このバリスタでは、図3に示すグラフから明らかなように、被覆層16が被覆層14の上部から2/3以上で、内容物の飛散防止効果が得られており、被覆層16で完全被覆を施した場合には再び内容物の飛散が発生している。これは、少なくとも焼結体(セラミック素体2)に形成された電極4、6を被覆層16で覆うことが必要であり、しかも、電極4、6を覆う位置まで柔軟性を持つ被覆層16が存在しないと、内容物が飛散し、また、被覆層16で完全被覆を施すと、内部の発生ガスの逃げ場が閉ざされ、その結果、被覆層16が形成する空間の内圧が上昇し、内容物を飛散させることが確認されている。
次に、被覆層16を先し示した被覆率ηをB点:η{=(B/L)×100%=90%}とし、被覆層16の初期のデュロメータ硬度をパラメータとして変化させて、高温放置試験(125℃1000時間)、ヒートサイクル試験(−40℃から125℃までの昇温および降温を100サイクル繰り返す)、高温耐湿試験(85℃85%RH、1000時間)を経た後に、バリスタに過電圧を印加して、バリスタを破壊し、内容物の飛散状況の調査を行った。この結果を次の表1に示す。

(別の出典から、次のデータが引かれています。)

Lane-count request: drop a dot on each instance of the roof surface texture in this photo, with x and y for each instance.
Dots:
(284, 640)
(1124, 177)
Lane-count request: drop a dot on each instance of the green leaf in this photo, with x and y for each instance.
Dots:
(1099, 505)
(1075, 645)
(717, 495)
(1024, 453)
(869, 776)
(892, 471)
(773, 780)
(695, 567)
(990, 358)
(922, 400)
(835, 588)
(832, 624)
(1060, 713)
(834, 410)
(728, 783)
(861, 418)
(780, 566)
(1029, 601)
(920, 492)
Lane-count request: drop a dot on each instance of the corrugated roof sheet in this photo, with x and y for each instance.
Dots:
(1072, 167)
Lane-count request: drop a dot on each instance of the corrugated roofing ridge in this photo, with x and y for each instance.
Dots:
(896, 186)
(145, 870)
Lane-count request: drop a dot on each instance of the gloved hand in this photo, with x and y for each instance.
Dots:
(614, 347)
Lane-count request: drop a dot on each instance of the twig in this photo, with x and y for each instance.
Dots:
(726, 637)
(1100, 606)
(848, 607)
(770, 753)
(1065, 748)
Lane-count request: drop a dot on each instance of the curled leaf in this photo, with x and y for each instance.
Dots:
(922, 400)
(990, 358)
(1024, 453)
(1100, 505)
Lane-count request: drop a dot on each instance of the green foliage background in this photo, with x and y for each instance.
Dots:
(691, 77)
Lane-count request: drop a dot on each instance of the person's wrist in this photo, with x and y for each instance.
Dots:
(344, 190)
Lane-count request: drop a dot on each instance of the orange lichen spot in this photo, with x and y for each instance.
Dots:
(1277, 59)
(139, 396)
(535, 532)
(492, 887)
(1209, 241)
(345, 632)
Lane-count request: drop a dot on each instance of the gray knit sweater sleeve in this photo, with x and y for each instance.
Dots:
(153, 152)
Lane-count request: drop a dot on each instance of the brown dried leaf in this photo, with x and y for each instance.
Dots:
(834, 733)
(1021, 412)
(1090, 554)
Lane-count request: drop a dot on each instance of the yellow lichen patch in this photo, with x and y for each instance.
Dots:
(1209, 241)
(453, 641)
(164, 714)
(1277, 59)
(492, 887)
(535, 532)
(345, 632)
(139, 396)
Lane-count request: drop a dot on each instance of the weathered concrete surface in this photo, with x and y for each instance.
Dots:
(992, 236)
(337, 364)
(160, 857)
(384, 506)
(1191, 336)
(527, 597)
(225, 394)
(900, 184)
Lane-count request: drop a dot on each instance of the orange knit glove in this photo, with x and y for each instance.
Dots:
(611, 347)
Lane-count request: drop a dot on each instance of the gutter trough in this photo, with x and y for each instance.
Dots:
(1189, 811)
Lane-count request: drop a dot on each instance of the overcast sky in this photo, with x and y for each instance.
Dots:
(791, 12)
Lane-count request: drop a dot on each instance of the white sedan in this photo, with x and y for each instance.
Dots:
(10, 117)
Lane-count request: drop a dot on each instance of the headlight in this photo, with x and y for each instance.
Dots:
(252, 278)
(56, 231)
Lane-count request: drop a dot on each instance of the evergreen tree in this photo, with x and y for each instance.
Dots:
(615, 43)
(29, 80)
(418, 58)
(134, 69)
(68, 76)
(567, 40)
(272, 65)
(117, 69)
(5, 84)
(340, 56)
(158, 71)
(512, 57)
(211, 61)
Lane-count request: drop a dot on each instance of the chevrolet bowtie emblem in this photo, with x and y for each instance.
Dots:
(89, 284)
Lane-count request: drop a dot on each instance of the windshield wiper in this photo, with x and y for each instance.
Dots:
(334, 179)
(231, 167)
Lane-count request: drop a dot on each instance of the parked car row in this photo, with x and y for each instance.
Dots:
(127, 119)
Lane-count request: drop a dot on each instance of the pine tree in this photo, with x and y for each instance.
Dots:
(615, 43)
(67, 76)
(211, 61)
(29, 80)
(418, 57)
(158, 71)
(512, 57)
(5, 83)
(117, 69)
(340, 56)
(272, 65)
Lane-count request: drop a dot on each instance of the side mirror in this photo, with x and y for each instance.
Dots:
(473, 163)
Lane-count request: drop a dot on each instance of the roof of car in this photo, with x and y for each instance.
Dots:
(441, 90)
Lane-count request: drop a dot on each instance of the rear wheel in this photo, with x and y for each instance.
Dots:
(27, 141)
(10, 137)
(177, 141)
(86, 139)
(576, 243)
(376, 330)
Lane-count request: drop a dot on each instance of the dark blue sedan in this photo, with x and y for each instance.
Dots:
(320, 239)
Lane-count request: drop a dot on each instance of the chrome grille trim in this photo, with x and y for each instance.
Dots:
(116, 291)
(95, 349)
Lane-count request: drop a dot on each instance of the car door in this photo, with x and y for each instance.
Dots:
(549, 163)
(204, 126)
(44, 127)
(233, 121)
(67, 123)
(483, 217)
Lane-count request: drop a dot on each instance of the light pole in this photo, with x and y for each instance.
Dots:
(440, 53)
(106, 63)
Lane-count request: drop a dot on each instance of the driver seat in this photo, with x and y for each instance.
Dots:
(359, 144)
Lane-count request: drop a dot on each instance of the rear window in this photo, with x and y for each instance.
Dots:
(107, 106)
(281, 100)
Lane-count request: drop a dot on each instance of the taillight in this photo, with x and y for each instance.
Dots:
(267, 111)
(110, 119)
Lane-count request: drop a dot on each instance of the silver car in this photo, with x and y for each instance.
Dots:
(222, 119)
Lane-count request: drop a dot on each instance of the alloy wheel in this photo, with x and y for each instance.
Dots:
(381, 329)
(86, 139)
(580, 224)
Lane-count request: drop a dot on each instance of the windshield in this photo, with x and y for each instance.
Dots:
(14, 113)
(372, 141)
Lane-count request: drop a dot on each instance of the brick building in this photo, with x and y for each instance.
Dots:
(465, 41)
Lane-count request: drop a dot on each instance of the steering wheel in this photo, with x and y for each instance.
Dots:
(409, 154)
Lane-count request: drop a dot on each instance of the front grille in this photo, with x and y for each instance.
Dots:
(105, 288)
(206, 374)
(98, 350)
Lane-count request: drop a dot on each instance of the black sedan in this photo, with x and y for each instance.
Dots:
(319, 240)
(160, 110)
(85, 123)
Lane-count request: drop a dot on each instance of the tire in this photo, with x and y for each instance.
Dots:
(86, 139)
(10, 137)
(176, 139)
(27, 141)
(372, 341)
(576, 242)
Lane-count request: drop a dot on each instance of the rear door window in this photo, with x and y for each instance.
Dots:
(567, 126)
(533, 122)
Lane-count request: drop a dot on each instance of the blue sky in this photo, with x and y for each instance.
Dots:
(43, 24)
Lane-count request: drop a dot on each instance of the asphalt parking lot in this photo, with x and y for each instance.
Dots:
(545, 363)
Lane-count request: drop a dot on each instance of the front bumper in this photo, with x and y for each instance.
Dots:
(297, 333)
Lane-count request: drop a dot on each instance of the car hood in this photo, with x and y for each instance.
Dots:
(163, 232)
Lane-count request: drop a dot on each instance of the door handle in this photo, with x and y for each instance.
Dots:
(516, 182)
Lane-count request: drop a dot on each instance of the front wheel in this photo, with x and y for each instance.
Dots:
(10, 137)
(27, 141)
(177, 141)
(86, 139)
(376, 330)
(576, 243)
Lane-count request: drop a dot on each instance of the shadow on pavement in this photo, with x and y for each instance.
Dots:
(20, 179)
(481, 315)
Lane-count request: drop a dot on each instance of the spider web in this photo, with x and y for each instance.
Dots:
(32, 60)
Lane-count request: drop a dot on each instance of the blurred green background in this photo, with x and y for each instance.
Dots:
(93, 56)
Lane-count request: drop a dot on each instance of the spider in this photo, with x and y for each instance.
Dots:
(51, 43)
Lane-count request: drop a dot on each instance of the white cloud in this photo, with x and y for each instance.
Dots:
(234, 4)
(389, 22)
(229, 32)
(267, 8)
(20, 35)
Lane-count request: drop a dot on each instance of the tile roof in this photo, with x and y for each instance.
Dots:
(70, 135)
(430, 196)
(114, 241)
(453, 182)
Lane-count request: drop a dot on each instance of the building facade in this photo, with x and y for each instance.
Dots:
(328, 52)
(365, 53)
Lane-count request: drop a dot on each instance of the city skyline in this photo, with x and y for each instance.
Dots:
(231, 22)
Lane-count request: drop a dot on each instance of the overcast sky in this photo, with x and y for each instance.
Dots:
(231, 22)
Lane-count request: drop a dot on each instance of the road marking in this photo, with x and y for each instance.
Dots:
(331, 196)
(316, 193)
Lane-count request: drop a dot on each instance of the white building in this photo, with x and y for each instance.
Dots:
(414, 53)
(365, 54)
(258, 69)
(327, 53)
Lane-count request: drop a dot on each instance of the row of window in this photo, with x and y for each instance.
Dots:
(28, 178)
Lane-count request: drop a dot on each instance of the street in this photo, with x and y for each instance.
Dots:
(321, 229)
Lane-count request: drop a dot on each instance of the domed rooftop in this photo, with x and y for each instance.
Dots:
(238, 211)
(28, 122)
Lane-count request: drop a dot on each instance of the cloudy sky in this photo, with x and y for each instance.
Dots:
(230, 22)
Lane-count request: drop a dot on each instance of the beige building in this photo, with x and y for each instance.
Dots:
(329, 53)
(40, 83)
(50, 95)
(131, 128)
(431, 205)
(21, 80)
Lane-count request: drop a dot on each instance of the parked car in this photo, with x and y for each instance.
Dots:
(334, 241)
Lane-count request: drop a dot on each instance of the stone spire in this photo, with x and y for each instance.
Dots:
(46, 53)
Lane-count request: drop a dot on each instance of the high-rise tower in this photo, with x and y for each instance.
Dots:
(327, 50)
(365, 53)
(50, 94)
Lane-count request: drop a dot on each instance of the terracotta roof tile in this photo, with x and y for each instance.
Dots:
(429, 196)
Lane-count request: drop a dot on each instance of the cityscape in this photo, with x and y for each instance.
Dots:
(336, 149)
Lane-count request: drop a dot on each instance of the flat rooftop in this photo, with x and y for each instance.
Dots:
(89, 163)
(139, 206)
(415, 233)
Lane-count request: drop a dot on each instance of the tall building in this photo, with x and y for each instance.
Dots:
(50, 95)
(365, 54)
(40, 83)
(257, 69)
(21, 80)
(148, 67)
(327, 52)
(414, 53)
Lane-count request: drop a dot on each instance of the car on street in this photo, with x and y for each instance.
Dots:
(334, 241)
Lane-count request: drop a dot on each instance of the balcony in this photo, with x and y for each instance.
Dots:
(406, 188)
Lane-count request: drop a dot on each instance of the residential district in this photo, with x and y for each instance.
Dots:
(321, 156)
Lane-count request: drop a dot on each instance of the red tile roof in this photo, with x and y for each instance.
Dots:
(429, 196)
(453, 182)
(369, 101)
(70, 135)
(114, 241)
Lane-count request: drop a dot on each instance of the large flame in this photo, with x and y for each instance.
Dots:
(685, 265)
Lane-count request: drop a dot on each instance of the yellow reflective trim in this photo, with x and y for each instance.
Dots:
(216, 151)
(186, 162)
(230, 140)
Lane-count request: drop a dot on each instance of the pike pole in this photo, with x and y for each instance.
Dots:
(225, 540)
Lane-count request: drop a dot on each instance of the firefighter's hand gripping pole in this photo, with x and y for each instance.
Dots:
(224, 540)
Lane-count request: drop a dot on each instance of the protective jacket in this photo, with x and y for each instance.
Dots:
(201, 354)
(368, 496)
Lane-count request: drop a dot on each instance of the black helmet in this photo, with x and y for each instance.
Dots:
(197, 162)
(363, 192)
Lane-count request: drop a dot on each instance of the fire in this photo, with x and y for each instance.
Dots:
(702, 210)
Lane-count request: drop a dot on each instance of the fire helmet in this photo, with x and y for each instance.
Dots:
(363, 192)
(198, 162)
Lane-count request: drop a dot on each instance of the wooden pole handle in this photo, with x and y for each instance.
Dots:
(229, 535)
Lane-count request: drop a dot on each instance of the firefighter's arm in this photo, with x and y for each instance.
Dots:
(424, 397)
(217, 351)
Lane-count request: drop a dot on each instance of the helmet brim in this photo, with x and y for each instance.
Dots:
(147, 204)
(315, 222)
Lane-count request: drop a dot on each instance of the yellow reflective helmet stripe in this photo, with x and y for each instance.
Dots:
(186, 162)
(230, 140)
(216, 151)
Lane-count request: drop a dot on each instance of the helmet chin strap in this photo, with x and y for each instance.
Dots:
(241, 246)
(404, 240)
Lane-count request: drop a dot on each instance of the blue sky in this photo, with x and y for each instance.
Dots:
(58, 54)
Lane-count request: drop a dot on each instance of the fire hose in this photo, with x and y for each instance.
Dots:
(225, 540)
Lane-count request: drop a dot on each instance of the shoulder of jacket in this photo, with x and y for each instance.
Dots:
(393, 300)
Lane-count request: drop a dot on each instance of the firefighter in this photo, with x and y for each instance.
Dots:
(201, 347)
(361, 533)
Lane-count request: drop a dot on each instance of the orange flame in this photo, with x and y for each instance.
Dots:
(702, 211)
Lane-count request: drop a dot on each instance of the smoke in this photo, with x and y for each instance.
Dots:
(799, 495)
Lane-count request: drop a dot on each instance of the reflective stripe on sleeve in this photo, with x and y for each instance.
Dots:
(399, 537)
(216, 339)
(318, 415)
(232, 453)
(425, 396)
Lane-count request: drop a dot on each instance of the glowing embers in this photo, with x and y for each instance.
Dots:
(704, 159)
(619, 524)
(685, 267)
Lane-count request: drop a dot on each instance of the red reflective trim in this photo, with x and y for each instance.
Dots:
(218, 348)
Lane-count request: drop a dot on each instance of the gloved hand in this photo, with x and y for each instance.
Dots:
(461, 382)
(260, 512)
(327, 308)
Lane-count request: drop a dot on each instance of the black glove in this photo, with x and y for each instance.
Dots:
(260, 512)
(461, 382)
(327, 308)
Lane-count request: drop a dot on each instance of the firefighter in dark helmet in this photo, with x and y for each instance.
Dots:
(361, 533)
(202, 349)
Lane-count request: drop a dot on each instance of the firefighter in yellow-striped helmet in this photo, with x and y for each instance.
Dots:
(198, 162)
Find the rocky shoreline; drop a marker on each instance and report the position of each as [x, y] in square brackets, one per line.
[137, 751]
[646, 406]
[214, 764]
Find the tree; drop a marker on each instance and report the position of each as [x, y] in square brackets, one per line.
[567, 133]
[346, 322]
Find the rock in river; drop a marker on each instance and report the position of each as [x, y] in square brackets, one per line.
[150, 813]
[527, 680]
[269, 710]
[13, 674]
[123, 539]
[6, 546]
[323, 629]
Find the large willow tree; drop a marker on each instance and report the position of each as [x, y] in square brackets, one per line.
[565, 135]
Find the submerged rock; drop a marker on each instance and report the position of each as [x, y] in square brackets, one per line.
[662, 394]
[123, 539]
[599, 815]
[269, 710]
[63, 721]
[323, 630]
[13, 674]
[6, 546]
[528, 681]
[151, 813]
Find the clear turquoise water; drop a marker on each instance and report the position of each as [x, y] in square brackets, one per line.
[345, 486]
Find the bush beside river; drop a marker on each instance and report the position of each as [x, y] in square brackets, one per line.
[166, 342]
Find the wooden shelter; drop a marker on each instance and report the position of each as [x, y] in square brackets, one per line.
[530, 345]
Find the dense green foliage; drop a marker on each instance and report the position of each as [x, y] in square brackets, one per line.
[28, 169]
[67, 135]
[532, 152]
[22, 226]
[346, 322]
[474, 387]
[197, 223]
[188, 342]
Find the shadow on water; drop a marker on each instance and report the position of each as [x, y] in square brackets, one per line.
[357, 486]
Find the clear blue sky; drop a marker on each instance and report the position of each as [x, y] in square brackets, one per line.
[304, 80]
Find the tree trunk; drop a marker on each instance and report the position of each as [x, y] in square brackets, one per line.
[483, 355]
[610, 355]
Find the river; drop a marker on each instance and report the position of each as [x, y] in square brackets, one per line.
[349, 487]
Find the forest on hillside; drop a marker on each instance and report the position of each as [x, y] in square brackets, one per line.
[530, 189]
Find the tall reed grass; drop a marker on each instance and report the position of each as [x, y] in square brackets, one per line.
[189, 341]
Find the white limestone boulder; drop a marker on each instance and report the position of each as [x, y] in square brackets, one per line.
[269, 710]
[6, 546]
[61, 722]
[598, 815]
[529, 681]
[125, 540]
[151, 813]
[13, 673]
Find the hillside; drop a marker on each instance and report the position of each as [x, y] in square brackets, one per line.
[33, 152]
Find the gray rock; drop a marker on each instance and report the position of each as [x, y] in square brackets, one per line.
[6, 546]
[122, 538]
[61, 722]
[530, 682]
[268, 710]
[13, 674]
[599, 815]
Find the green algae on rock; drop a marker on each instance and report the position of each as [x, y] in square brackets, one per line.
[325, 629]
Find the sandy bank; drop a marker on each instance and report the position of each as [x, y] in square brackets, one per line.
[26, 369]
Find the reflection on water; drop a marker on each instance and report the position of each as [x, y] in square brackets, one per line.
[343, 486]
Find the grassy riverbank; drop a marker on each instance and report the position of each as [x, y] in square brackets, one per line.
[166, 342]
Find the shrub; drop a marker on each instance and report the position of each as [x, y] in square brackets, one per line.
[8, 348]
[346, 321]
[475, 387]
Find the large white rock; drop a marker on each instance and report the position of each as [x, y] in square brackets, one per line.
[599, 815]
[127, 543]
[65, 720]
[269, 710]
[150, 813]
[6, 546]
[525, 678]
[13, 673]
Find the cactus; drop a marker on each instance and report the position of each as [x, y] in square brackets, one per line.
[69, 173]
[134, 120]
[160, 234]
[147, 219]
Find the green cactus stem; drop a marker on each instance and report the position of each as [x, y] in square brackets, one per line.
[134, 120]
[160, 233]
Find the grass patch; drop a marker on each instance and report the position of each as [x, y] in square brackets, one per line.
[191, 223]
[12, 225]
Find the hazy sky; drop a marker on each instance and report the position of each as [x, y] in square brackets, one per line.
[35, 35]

この表1の結果から判るように、被覆層16の初期のデュロメータ硬度が60以下の場合には、内容物の飛散は発生しなかったが、デュロメータ硬度が60を超えると、バリスタの過電圧試験時に、内容物の飛散が発生していた。従って、内容物に飛散を抑制するためには、デュロメータ硬度が60以下であれば良いことが判る。なお、初期のデュロメータ硬度が20未満となると、被覆層が柔らかすぎて、流動してしまう場合があり、実用的でないことを確認した。
なお、実施例では、被覆層16にシリコン系樹脂を使用しているが、難燃性を持ち、柔軟性を有する材料であれば、何れのものでもよく、シリコン系樹脂に限定されるものではない。シリコン系樹脂以外の樹脂であっても、初期のデュロメータ硬度は20以上60以下の範囲では、高温での長時間放置された場合でも、被覆層の柔軟性が維持されるようになる。
本発明のバリスタ及びその製造方法を示す実施の形態であって、バリスタを示す平面図である。 図1に示すバリスタをリード線に沿って切り欠いて示した断面図である。 本発明の実施例に係るバリスタの試験結果を示すグラフである。
符号の説明
2 セラミック素体
4、6 電極
8、10 リード線
12 ハンダ
14 第1の被覆層
16 第2の被覆層
18 露出部

Claims (3)

  1. セラミック素体にリード線を取り付けるとともに、前記セラミック素体を覆う第1の被覆層と、この第1の被覆層をその一部に露出部を設けて覆う難燃性および柔軟性を持つ第2の被覆層とを備えたバリスタであって、前記第2の被覆層の初期のデュロメータ硬度を20以上60以下の範囲としたことを特徴とするバリスタ。
  2. 前記第1の被覆層が、無機フィラーを主成分とする外装材で形成されていることを特徴とする請求項1記載のバリスタ。
  3. 前記第2の被覆層が、前記セラミック素体の少なくとも前記リード線の導出部を除いて形成されていることを特徴とする請求項1記載のバリスタ。